İzleyeceğim için heyecanlı olduğum kadar izlemeyi hiç istemiyorum da! Anlıyorsunuz di mi ne demek istediğimi! Bitmemeli. Ama bitmeli de. Yandık! Geçen yeni fragmanı çıktı mesela, onu da izlemedim. Bu başka bir tutku. O tutku The Goonies'den geliyor. Çocukken en çok izlediğim filmdi herhalde, video kaset kiraladığımız zamanlar, alırsın kaseti bir hafta kalır evde, izle izleyebildiğin kadar. Yıllar sonra yeniden girişmelerimin sonuncusunda biraz fazla gürültülü geldi, bıraktım, romantik nostaljimi, ya da melankolimi, daha fazla etkilemek istemedim, güzel hatırlayayım dedim. Stranger Things de The Goonies ekolünden, ama birkaç ton daha koyusu, The Thing de var mesela içinde, It var sonra.
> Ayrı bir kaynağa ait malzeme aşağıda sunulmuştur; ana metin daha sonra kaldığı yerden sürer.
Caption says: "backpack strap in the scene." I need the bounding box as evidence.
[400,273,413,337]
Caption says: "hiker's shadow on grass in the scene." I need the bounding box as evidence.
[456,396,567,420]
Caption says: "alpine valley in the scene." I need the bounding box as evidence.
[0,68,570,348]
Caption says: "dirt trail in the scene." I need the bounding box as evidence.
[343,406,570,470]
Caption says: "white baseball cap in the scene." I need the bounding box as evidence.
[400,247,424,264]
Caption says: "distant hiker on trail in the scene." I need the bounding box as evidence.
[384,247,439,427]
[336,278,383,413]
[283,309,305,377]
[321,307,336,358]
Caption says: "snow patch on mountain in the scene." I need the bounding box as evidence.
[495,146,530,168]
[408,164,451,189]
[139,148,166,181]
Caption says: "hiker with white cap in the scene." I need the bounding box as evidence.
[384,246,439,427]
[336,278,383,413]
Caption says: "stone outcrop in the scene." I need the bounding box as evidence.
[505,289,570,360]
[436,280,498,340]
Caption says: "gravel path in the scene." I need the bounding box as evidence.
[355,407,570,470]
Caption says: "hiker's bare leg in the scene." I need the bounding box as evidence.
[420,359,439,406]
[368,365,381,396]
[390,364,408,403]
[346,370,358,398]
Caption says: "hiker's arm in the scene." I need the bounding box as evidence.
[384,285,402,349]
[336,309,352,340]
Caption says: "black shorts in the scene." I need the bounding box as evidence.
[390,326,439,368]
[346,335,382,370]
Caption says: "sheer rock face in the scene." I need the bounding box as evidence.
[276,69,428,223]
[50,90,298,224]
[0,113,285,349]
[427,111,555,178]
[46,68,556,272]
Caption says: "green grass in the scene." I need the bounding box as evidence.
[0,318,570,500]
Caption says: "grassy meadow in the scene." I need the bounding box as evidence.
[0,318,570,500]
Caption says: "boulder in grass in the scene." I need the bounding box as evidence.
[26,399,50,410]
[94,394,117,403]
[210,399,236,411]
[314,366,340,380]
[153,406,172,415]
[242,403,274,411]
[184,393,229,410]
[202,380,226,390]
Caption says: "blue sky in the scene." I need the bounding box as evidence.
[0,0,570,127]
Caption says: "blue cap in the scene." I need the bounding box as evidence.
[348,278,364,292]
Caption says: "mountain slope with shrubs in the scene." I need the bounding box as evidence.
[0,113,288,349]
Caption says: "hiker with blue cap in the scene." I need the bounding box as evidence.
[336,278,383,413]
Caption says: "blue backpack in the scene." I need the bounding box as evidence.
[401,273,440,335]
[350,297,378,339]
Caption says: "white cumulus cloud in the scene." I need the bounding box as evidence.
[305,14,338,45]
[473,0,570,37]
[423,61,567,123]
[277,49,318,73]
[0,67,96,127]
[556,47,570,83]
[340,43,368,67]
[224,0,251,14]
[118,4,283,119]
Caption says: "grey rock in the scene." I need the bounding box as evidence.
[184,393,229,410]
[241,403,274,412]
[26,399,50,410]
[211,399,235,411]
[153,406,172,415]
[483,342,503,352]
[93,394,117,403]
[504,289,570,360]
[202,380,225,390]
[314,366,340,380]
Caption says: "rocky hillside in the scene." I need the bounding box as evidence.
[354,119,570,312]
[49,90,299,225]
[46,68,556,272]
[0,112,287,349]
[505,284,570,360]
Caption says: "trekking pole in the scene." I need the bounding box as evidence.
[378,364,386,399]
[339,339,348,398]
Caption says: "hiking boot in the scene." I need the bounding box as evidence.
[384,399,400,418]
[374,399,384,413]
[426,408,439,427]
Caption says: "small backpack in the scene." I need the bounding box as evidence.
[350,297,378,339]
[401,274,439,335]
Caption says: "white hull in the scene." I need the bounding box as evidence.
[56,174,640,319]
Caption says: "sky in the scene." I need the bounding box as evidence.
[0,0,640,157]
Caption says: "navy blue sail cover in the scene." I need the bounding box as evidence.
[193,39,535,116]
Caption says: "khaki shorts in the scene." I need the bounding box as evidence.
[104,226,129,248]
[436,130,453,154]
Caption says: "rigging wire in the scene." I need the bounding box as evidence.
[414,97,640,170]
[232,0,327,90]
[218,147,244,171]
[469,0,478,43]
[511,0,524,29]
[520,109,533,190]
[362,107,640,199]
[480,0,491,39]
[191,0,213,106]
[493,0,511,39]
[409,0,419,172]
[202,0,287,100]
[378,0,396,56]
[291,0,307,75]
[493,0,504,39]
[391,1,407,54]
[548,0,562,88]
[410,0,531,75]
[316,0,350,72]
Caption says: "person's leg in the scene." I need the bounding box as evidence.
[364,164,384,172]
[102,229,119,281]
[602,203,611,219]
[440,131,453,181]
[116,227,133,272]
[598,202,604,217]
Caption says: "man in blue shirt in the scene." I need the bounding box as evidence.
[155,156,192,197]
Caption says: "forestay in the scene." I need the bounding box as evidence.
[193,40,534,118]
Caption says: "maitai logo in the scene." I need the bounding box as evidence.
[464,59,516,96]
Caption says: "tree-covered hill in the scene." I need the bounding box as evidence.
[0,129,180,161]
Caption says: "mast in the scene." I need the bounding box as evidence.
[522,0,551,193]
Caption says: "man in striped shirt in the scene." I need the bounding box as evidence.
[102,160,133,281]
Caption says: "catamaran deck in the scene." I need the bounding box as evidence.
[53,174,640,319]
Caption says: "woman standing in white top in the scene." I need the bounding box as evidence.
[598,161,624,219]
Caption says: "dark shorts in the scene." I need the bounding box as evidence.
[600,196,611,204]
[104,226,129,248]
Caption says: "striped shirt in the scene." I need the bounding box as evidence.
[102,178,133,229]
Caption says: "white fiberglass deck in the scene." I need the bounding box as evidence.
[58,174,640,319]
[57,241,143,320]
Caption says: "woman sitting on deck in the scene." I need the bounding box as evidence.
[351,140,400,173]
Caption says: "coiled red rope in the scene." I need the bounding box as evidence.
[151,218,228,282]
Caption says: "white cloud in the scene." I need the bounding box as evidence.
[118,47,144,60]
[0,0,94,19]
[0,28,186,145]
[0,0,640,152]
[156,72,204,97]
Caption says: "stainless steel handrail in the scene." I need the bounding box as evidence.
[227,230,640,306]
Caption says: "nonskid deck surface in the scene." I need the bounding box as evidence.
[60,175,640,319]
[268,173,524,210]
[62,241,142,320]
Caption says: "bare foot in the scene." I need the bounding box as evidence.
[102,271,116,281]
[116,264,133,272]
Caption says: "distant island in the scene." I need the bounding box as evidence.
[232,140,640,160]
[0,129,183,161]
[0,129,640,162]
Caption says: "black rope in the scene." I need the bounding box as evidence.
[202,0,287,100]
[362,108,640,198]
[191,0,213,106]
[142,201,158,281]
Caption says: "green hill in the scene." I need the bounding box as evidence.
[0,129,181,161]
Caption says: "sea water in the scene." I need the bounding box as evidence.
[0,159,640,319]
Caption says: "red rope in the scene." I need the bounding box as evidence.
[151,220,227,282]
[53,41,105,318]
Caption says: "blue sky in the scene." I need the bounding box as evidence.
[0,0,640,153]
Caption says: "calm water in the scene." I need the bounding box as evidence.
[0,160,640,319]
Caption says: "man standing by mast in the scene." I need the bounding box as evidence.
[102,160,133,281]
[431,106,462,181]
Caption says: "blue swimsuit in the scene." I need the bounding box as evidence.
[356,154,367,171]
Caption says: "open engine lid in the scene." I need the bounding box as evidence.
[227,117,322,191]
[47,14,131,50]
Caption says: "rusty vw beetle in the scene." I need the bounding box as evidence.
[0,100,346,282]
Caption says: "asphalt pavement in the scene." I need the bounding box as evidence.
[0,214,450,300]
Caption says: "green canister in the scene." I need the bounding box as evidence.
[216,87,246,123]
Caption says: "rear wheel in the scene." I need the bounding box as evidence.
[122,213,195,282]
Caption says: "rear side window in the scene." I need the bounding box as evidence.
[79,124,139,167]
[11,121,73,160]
Geçen hafta It: Welcome to Derry izleyip de, "Bunda Stranger Things havası var, HBO'nun Netflix'e cevabı," gibi yorumlar duyduğumda bıyık altından güldüm hep, yumurta mı tavuktan tavuk mu yumurtadan durumu çünkü ve hepsini de mideye indiririm hiç acımam (sorry).
Üç kısım halinde izleyeceğiz, takvimimizi aşağı iliştiriyorum.
1. KISIM 27 KASIM
2. KISIM 26 ARALIK
FİNAL 1 OCAK
BU AY AYRICA
6 KASIM
DEATH BY LIGHTNING, NETFLIX
Matthew Macfadyen, Michael Schannon, Betty Gilpin, Nick Offerman başrollerde, ABD başkanlarından James Garfield'ı ve ona suikast düzenleyen Charles Guiteau'nun hikayesini anlatıyormuş.
14 KASIM
THE SEDUCTION, HBOMAX
Diane Kruger'lı bir Dangerous Liaisons uyarlaması.
MALICE, PRIME VIDEO David Duchovny, Carice Van Houten-Melisandre ve Jack Whitehall başrollerde.
LEFTER BİR ORDİNARYUS HİKAYESİ, FİLM, NETFLIX
Efsanevi futbolcu Lefter'in hayat hikayesi, Erdem Kaynarca canlandırıyor Ordinaryus'u, yönetmen koltuğunda ise Can Ulkay oturuyor.


VİZYONDA
14 KASIM
BLUE MOON (YÖN: RICHARD LINKLATER)
SOYUT DIŞAVURUMCU BİR DOSTLUĞUN HİKAYESİ VEYAHUT YAN YANA (YÖN: MERT BAYKAL)
14 KASIM
BLUE MOON (YÖN: RICHARD LINKLATER)
SOYUT DIŞAVURUMCU BİR DOSTLUĞUN HİKAYESİ VEYAHUT YAN YANA (YÖN: MERT BAYKAL)
Arkadaşlar ben izledim Yan Yana'yı ve o kadar sevdim ki! Fransız 2011 yapımı Intouchables'ın uyarlaması, onu da çok severim, Omar Sy ve François Cluzet'nin oynadıkları, bunun başrollerinde Feyyaz Yiğit ve Haluk Bilginer var ve o ikisiden başka hiç ama hiçkimse olamazmış bu versiyonda! O kadar cuk oturmuşlar o kadar iyi oynamışlar! Hemen arkalarından da Hatice Aslan ve Bige Önal geliyorlar, zaten ben de Bige'ciğimle röportaj yaptığım için (nu-look dergisinin yeni sayısını hemmeenn ediniyorsunuz, çıkar çıkmaz yani, haber veririm, muhteşem ötesi bir de moda çekimi yapmışlar Baksı Müzesi'nde!) önden izleme şansını elde ettim. Sinemaya gitmenize değecek sıcaklıkta bir film! Yükseğim bayağı gördüğünüz üzere.